I recognized this as something Jesus had said. He was warning the earliest community of his followers that Jerusalem would be “surrounded by armies” (this happened during the Jewish-Roman War of AD 66–70) and that they would have to flee from the city for their lives. The flight from Jerusalem, I realized, was going to happen, but it didn’t necessarily have to happen in winter, when the suffering would be so much greater. (One reasonable account of the event suggests that it took place in the late spring of AD 68, when the Roman general Vespasian temporarily halted military operations. If so, the prayers were answered.)

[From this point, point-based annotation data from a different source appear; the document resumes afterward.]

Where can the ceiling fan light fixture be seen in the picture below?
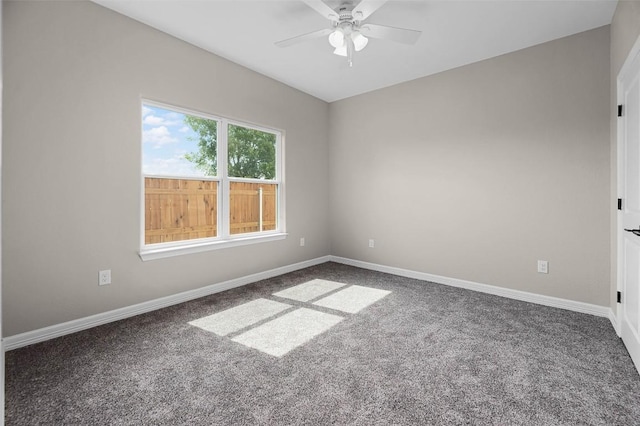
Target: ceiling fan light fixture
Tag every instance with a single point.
(359, 41)
(341, 51)
(336, 39)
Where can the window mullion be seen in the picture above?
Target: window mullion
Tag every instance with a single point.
(223, 194)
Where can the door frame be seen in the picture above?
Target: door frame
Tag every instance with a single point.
(633, 53)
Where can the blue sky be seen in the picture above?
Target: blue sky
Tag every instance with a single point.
(165, 141)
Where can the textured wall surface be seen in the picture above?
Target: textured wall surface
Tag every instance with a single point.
(74, 76)
(478, 172)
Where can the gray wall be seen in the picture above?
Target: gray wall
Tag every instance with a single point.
(478, 172)
(74, 74)
(625, 30)
(474, 173)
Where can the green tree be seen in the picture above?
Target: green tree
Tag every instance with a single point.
(251, 153)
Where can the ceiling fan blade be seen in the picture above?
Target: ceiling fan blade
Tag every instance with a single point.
(304, 37)
(366, 8)
(400, 35)
(322, 8)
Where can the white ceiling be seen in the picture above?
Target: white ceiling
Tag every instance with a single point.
(454, 33)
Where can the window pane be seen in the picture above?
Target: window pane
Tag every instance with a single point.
(177, 144)
(251, 153)
(244, 207)
(179, 209)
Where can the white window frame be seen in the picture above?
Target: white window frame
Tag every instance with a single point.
(224, 239)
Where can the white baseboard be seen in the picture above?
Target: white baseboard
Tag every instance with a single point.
(42, 334)
(586, 308)
(51, 332)
(613, 317)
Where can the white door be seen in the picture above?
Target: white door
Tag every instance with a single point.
(629, 215)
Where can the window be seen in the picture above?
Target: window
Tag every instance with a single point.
(209, 182)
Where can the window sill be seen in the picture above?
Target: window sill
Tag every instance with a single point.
(162, 252)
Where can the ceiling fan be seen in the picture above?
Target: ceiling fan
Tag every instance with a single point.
(348, 33)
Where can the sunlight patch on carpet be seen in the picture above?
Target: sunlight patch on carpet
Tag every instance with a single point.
(309, 290)
(281, 335)
(352, 299)
(242, 316)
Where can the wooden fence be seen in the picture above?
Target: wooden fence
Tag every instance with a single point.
(184, 209)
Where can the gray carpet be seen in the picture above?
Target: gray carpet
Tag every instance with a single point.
(424, 354)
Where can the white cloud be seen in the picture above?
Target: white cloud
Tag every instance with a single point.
(153, 120)
(158, 136)
(175, 166)
(156, 120)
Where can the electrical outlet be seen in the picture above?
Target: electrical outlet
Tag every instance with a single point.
(543, 266)
(104, 277)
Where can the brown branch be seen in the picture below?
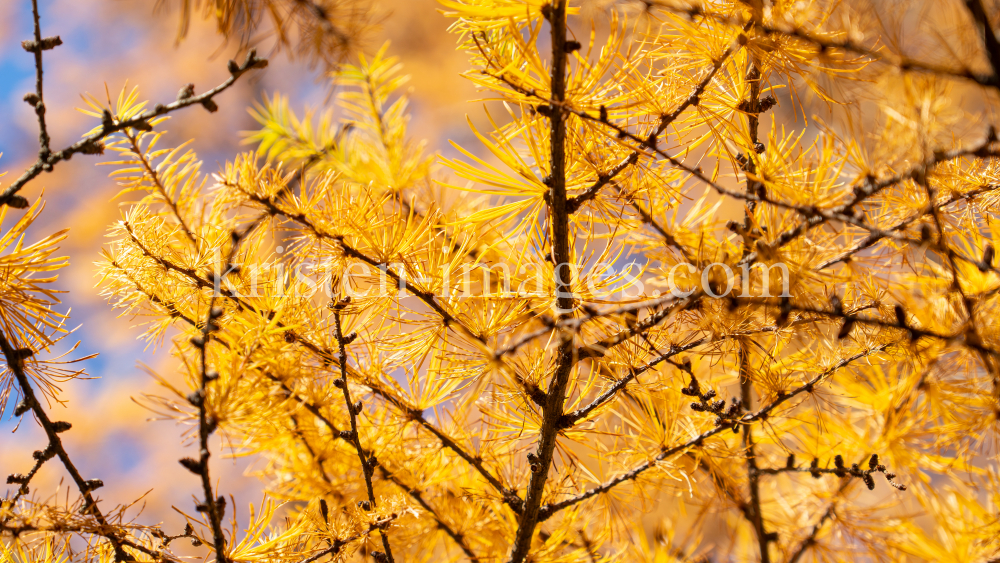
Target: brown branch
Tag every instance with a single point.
(873, 238)
(457, 537)
(91, 144)
(368, 462)
(548, 510)
(509, 496)
(339, 544)
(561, 257)
(52, 430)
(824, 45)
(212, 506)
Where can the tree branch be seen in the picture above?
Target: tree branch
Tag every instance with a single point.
(561, 257)
(91, 144)
(548, 510)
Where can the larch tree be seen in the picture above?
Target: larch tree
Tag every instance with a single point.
(657, 285)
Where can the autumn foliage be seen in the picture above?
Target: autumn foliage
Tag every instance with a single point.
(660, 312)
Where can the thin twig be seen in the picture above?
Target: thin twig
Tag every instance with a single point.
(368, 462)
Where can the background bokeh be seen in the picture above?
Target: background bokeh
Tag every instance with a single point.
(108, 44)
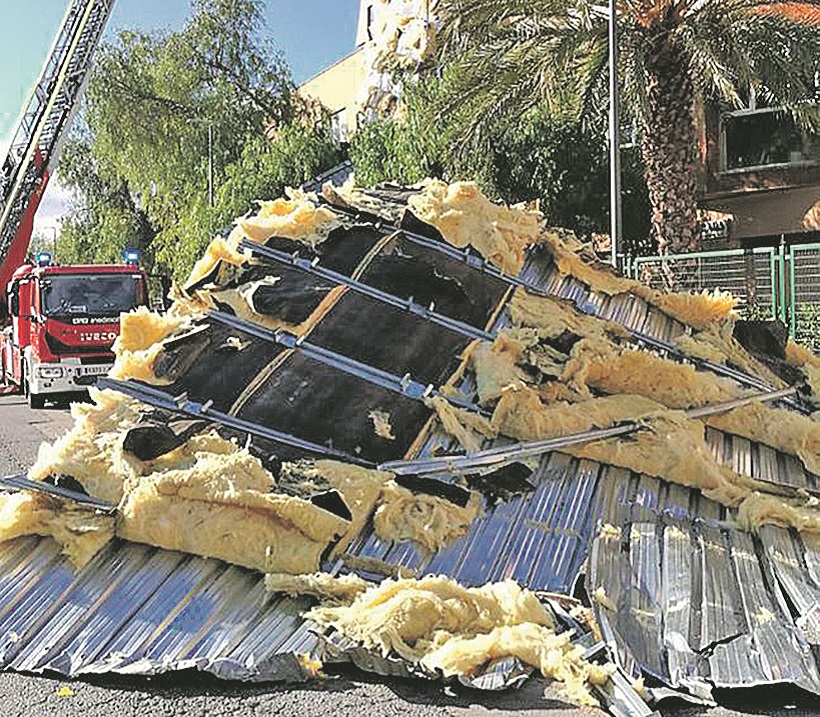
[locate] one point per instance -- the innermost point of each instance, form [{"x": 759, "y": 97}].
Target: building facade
[{"x": 760, "y": 177}]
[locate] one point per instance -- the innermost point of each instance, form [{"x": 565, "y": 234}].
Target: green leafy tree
[
  {"x": 105, "y": 216},
  {"x": 510, "y": 56},
  {"x": 157, "y": 107},
  {"x": 553, "y": 158}
]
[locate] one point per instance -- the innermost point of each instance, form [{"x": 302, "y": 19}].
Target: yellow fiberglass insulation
[
  {"x": 465, "y": 217},
  {"x": 81, "y": 532},
  {"x": 140, "y": 341},
  {"x": 427, "y": 520},
  {"x": 91, "y": 451},
  {"x": 553, "y": 316},
  {"x": 672, "y": 447},
  {"x": 801, "y": 514},
  {"x": 675, "y": 385},
  {"x": 469, "y": 429},
  {"x": 696, "y": 310},
  {"x": 352, "y": 197},
  {"x": 497, "y": 363},
  {"x": 219, "y": 250},
  {"x": 446, "y": 627},
  {"x": 809, "y": 365},
  {"x": 296, "y": 217},
  {"x": 699, "y": 311},
  {"x": 360, "y": 488},
  {"x": 718, "y": 344},
  {"x": 785, "y": 430},
  {"x": 330, "y": 590},
  {"x": 218, "y": 508}
]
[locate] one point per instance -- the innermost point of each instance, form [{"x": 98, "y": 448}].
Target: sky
[{"x": 312, "y": 34}]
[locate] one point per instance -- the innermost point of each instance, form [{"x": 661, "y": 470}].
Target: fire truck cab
[{"x": 64, "y": 321}]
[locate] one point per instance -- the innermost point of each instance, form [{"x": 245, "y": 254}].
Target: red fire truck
[
  {"x": 64, "y": 320},
  {"x": 60, "y": 321}
]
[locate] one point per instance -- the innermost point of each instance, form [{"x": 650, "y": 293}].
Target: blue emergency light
[{"x": 131, "y": 257}]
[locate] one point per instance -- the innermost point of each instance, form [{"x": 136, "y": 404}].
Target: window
[
  {"x": 89, "y": 295},
  {"x": 763, "y": 136}
]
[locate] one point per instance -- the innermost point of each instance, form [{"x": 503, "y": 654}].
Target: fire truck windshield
[{"x": 89, "y": 295}]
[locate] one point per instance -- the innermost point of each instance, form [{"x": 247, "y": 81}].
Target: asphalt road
[{"x": 347, "y": 693}]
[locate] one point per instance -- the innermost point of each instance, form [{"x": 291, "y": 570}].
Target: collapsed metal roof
[{"x": 691, "y": 600}]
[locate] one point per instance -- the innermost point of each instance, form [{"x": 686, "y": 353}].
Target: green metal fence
[
  {"x": 769, "y": 282},
  {"x": 804, "y": 293},
  {"x": 751, "y": 275}
]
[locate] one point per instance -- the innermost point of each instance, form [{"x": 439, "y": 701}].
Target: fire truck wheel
[{"x": 35, "y": 400}]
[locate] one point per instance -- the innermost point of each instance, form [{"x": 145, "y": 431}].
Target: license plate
[{"x": 94, "y": 370}]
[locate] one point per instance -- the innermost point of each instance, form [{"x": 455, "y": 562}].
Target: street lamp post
[{"x": 614, "y": 139}]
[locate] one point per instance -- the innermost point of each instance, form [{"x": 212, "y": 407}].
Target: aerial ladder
[
  {"x": 61, "y": 320},
  {"x": 35, "y": 145}
]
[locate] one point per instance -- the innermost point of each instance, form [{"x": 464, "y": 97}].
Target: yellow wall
[{"x": 338, "y": 87}]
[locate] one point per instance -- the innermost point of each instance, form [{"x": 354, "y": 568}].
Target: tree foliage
[
  {"x": 508, "y": 57},
  {"x": 544, "y": 156},
  {"x": 157, "y": 106}
]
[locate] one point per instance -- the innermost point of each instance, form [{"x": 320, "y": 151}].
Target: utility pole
[
  {"x": 614, "y": 139},
  {"x": 210, "y": 163}
]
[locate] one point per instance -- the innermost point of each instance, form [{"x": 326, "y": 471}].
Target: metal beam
[{"x": 181, "y": 405}]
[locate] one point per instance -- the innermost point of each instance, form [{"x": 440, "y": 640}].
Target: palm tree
[{"x": 504, "y": 57}]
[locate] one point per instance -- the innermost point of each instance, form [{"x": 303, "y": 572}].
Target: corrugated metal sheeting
[{"x": 681, "y": 593}]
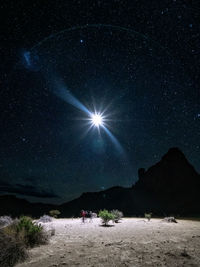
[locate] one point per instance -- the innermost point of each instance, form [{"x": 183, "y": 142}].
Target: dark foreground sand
[{"x": 133, "y": 242}]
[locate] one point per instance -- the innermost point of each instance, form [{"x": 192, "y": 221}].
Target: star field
[{"x": 138, "y": 60}]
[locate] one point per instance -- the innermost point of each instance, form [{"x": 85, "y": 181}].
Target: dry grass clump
[
  {"x": 45, "y": 219},
  {"x": 5, "y": 220},
  {"x": 12, "y": 250},
  {"x": 15, "y": 238}
]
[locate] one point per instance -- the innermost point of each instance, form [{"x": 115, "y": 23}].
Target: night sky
[{"x": 137, "y": 62}]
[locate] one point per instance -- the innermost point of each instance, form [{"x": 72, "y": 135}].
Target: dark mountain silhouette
[
  {"x": 169, "y": 187},
  {"x": 11, "y": 205}
]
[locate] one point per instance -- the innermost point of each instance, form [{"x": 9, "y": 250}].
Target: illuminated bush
[
  {"x": 45, "y": 219},
  {"x": 30, "y": 233},
  {"x": 5, "y": 220},
  {"x": 148, "y": 216},
  {"x": 117, "y": 215},
  {"x": 106, "y": 216},
  {"x": 12, "y": 251},
  {"x": 54, "y": 213}
]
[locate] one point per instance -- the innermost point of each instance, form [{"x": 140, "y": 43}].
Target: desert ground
[{"x": 133, "y": 242}]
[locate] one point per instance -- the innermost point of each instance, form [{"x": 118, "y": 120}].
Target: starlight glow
[{"x": 97, "y": 120}]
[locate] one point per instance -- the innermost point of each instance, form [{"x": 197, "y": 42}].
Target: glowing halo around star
[{"x": 97, "y": 119}]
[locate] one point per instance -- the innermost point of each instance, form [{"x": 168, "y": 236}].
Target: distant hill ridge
[{"x": 171, "y": 186}]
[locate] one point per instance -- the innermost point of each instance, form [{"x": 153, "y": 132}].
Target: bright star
[{"x": 97, "y": 119}]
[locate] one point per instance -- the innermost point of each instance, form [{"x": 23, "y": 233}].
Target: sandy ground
[{"x": 133, "y": 242}]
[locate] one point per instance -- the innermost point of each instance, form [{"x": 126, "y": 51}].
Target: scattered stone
[
  {"x": 169, "y": 219},
  {"x": 185, "y": 254}
]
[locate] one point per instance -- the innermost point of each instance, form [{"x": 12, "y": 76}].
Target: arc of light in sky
[{"x": 64, "y": 94}]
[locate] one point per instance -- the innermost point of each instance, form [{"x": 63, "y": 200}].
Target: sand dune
[{"x": 133, "y": 242}]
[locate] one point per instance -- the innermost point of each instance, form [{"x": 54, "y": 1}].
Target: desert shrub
[
  {"x": 117, "y": 215},
  {"x": 170, "y": 219},
  {"x": 106, "y": 216},
  {"x": 26, "y": 232},
  {"x": 148, "y": 216},
  {"x": 45, "y": 219},
  {"x": 12, "y": 250},
  {"x": 5, "y": 220},
  {"x": 54, "y": 213}
]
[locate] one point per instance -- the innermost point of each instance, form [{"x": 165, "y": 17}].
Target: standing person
[{"x": 83, "y": 213}]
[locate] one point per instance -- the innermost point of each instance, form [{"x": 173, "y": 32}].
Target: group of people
[{"x": 87, "y": 214}]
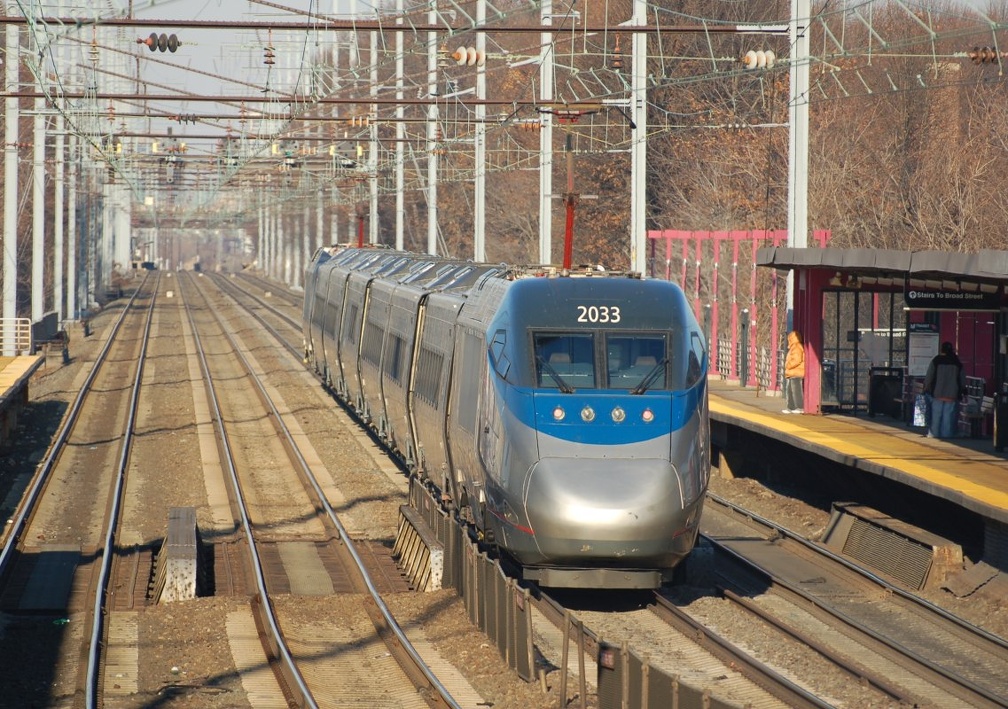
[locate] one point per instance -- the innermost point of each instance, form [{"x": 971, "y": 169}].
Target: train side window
[
  {"x": 473, "y": 356},
  {"x": 428, "y": 371},
  {"x": 696, "y": 357},
  {"x": 497, "y": 354},
  {"x": 351, "y": 321}
]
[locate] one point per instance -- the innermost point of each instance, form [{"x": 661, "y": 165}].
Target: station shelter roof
[{"x": 986, "y": 267}]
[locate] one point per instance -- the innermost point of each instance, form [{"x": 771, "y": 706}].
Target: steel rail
[
  {"x": 288, "y": 665},
  {"x": 933, "y": 672},
  {"x": 420, "y": 667},
  {"x": 16, "y": 526},
  {"x": 112, "y": 521}
]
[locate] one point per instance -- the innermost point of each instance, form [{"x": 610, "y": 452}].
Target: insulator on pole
[{"x": 759, "y": 58}]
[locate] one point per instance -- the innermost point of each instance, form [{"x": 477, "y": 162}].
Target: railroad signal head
[
  {"x": 984, "y": 54},
  {"x": 162, "y": 41}
]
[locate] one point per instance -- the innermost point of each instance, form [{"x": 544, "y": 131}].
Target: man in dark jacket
[{"x": 945, "y": 383}]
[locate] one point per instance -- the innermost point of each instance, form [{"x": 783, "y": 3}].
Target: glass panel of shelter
[{"x": 862, "y": 330}]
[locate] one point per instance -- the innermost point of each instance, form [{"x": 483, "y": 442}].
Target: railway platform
[
  {"x": 966, "y": 472},
  {"x": 14, "y": 375}
]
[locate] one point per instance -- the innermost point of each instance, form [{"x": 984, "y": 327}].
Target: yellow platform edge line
[{"x": 960, "y": 483}]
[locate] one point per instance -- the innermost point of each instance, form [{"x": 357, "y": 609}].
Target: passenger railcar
[{"x": 564, "y": 416}]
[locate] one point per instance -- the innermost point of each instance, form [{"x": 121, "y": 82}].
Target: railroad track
[
  {"x": 58, "y": 551},
  {"x": 302, "y": 534},
  {"x": 653, "y": 630},
  {"x": 881, "y": 636}
]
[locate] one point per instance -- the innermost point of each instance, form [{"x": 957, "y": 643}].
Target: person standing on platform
[
  {"x": 794, "y": 374},
  {"x": 945, "y": 383}
]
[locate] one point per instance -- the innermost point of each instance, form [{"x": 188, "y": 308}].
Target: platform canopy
[{"x": 988, "y": 266}]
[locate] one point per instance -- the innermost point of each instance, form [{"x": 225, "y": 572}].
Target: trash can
[
  {"x": 828, "y": 383},
  {"x": 885, "y": 391},
  {"x": 1000, "y": 421}
]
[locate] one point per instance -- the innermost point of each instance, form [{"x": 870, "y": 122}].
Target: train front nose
[{"x": 595, "y": 510}]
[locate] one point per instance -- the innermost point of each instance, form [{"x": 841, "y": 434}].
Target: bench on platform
[{"x": 976, "y": 416}]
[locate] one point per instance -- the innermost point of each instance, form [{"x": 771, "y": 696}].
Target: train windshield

To state his instructions in general terms, Jesus didn’t just allow us, but actually commanded us, to pray to be spared any sufferings not essential to the fulfillment of God’s purposes in a given situation. To me this shows God’s mercy and compassion for His servants, even when they are called to suffer to advance His purposes. I explained this concept to Priscilla and we prayed along those lines right then and there. When we finished, we had confidence that even though she might have to endure many sufferings in the future (indeed, an ALS diagnosis was just on the horizon), any sufferings she did experience would have an essential purpose in what God wanted to do in her, for her, and through her. And with that assurance, she fell right to sleep and slept soundly until the morning.